The National river Vindelälven
Vindelälven is a free-flowing river that flows through the county of Västerbotten and it´s different landscapes – mountains, woodlands, bogs and coasts. It starts in the Ammarnäs mountains on the Norwegian border, and flows out as a tributary to the Ume River along the coast, a distance of almost 500 kilometers.
Vindelälven is one of our four national rivers, which means that it is constitutionally protected from being expanded. Vindelälven is also a Natura 2000 area which is a network of protected areas throughout the European Union. The areas have been selected by the county administrative boards in each county. 90 of the habitats and just over 100 of the animal and plant species in the Habitats Directive can be found here. In addition, about 60 of the Birds Directive’s birds regularly breed in our country.
Vindelälven, like its tributary Laisälven, has always been vital to the area working as a migration route for animals, timber and people. In the river valleys, there are traces of hunters and gatherers from the time of the melting of the last ice sheet. Even today, the Vindelälven river functions as a migration route, and the mountain Sami villages’ long, uninterrupted migration of reindeer from the mountains to the coast along the river is unique – one of the longest movements of livestock known today. The Umesami word for migration route is Juhttátahkka, a good description of one of the Vindelälven’s many functions.
Sami and Swedish cultural heritage
The Vindel river valley has a unique and rich cultural heritage from the Sami and Swedish culture.
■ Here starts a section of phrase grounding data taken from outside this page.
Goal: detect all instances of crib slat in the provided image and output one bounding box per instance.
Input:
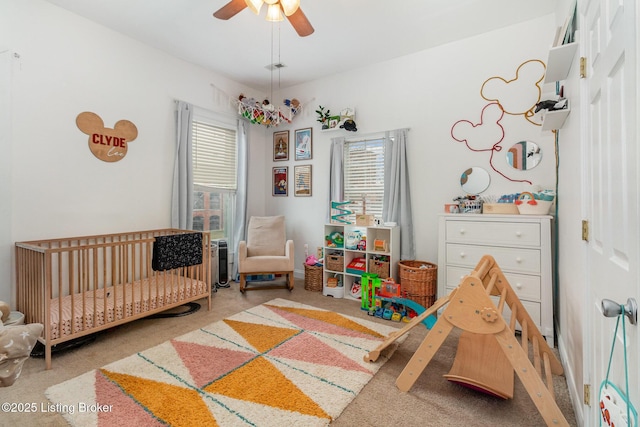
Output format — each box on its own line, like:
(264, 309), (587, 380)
(15, 229), (211, 369)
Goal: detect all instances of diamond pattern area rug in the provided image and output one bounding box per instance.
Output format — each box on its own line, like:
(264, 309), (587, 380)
(46, 298), (402, 427)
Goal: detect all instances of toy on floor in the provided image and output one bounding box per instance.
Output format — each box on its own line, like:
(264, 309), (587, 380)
(0, 301), (44, 387)
(360, 273), (381, 311)
(363, 255), (570, 427)
(361, 277), (436, 329)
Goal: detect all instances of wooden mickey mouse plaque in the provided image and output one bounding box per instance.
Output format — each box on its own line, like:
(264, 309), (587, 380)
(76, 112), (138, 162)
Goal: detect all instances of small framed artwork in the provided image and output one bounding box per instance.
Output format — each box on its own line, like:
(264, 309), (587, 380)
(273, 130), (289, 161)
(294, 164), (312, 197)
(294, 127), (313, 161)
(272, 166), (288, 196)
(328, 116), (341, 129)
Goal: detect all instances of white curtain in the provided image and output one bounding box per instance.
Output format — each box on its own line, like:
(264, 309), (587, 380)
(171, 101), (194, 229)
(327, 136), (345, 222)
(231, 119), (248, 280)
(329, 130), (415, 259)
(383, 128), (415, 259)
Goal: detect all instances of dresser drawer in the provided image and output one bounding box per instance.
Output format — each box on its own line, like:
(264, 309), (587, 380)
(446, 243), (541, 274)
(445, 266), (541, 300)
(445, 220), (540, 246)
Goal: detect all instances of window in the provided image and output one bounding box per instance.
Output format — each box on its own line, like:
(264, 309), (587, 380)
(191, 113), (237, 242)
(343, 137), (385, 220)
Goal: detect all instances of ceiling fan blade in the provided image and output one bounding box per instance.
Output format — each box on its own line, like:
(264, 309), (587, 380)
(286, 7), (314, 37)
(213, 0), (247, 20)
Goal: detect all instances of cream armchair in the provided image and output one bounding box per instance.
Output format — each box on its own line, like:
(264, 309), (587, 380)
(238, 216), (295, 293)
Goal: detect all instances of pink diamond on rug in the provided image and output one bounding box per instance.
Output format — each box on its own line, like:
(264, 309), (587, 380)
(270, 332), (372, 374)
(171, 339), (255, 388)
(94, 370), (164, 427)
(265, 305), (384, 339)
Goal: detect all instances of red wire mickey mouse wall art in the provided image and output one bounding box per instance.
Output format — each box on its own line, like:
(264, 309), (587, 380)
(76, 112), (138, 163)
(450, 59), (546, 185)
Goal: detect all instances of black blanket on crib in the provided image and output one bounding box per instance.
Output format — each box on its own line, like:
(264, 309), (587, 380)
(152, 232), (203, 271)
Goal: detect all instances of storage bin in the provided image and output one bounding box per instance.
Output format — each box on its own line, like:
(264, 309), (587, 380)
(326, 254), (344, 271)
(399, 260), (437, 308)
(462, 200), (483, 214)
(304, 264), (323, 291)
(369, 259), (390, 279)
(482, 203), (519, 214)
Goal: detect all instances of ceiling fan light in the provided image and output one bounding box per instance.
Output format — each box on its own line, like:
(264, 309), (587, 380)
(280, 0), (300, 16)
(244, 0), (263, 15)
(265, 4), (283, 21)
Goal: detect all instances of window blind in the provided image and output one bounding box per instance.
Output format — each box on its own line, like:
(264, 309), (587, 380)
(343, 138), (385, 217)
(192, 120), (237, 191)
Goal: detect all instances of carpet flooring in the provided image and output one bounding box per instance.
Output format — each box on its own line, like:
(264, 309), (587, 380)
(44, 298), (402, 427)
(2, 279), (578, 426)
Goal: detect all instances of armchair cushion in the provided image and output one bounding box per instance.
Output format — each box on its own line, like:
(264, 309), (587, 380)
(246, 216), (286, 257)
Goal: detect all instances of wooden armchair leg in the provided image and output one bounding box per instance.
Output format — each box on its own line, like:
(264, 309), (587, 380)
(288, 272), (294, 291)
(239, 273), (246, 293)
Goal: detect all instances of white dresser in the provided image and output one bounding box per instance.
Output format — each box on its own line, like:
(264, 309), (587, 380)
(437, 214), (555, 346)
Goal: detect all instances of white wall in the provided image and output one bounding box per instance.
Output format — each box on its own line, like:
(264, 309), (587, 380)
(0, 0), (265, 304)
(267, 14), (561, 274)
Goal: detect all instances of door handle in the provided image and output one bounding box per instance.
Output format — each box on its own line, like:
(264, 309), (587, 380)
(601, 298), (638, 325)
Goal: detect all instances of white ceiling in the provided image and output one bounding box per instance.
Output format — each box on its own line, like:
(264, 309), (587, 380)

The cultural diversity in the river valley is an asset and a challenge to manage. There is, for example, valuable knowledge in the form of language, crafts, culture and industry that risks being lost. The Vindelälven as a biosphere reserve could in this cultural context function as a model area for issues concerning identity, cultural heritage, sustainable land use and nature management.
Open, living landscape
The recurring floods of the Vindelälven provide new nutrients to its shores – one of the reasons why the land has been cultivated and live stock has been kept for centuries. The area where the Vindelälven river merges with the river Umeälven has been an agricultural area since the Middle Ages.
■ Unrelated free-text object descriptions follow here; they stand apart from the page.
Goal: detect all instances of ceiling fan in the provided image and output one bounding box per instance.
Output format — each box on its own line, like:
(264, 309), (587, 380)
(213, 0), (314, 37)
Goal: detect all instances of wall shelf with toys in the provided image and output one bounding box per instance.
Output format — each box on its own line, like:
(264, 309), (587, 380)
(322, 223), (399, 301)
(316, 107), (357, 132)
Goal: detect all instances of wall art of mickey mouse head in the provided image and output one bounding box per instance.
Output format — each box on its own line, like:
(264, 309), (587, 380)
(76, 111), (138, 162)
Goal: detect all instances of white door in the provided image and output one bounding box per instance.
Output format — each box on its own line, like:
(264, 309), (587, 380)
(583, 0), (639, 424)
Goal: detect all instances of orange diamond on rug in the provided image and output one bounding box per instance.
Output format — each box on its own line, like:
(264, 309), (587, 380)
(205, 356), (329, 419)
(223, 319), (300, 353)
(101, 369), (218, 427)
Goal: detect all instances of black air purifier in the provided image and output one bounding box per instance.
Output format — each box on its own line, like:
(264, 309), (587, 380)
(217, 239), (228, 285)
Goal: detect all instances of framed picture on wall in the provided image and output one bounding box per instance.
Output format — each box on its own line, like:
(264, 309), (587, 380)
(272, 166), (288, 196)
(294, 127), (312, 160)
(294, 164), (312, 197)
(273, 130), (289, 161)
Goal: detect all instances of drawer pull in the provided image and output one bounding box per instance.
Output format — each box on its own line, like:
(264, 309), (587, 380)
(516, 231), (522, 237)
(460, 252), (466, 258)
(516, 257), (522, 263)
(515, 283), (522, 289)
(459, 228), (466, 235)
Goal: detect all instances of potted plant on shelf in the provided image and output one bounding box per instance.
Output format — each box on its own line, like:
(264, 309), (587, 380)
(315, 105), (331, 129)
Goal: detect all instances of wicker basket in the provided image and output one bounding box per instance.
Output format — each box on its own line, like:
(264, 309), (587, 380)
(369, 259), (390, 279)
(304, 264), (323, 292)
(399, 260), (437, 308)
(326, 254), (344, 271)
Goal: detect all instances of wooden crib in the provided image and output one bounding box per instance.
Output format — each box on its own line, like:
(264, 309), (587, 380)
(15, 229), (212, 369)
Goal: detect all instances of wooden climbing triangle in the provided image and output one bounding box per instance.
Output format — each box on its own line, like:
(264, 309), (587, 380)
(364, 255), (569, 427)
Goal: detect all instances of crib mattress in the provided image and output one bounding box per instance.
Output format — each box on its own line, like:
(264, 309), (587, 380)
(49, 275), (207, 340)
Although the conditions for earning a living on agriculture have become increasingly difficult, there is a living cultural heritage along the Vindelälven in the form of a well-maintained agricultural landscape and open pastures, which contribute to the biological diversity in the river valley.
Industries and entrepreneurship
There is a passion for entrepreneurship in the area. Here are people with high ambitions, strong drive and great competence. Companies, large and small, are driving development forward. Here are world-leading technology companies that are part of the nationally known Skogstekniska cluster, which has its center in Vindeln. There are also a number of entrepreneurs from industries such as IT, the hospitality industry, service companies and shops. There are also such industries that are traditionally associated with the area, such as forestry and wood processing, agriculture, reindeer husbandry and more.
The biosphere reserve
The biosphere reserve is approximately 1.3 million hectares in size and extends from mountains to coast. The area comprises the catchment areas of the Vindelälven, Laisälven and lower Umeälven rivers and constitutes both a cohesive ecological and social unit. The landscape contains a diversity of natural and cultural environments that are currently not represented in the biosphere network, neither in Sweden nor internationally.
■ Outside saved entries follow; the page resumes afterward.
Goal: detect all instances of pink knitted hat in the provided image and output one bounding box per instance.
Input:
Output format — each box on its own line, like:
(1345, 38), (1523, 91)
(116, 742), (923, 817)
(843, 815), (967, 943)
Vindelälven is protected in its entirety and is covered by various national interests and nature conservation. The area’s biological values and cultural heritage and the opportunities provided for outdoor life. The biosphere reserve will function as a model area for sustainable development, where the work is based on local development work at the same time as the area’s preserved/protected areas are highlighted and experiences and acquired knowledge are spread to other areas around the world. Climate research is given special conditions due to the size and character of the area.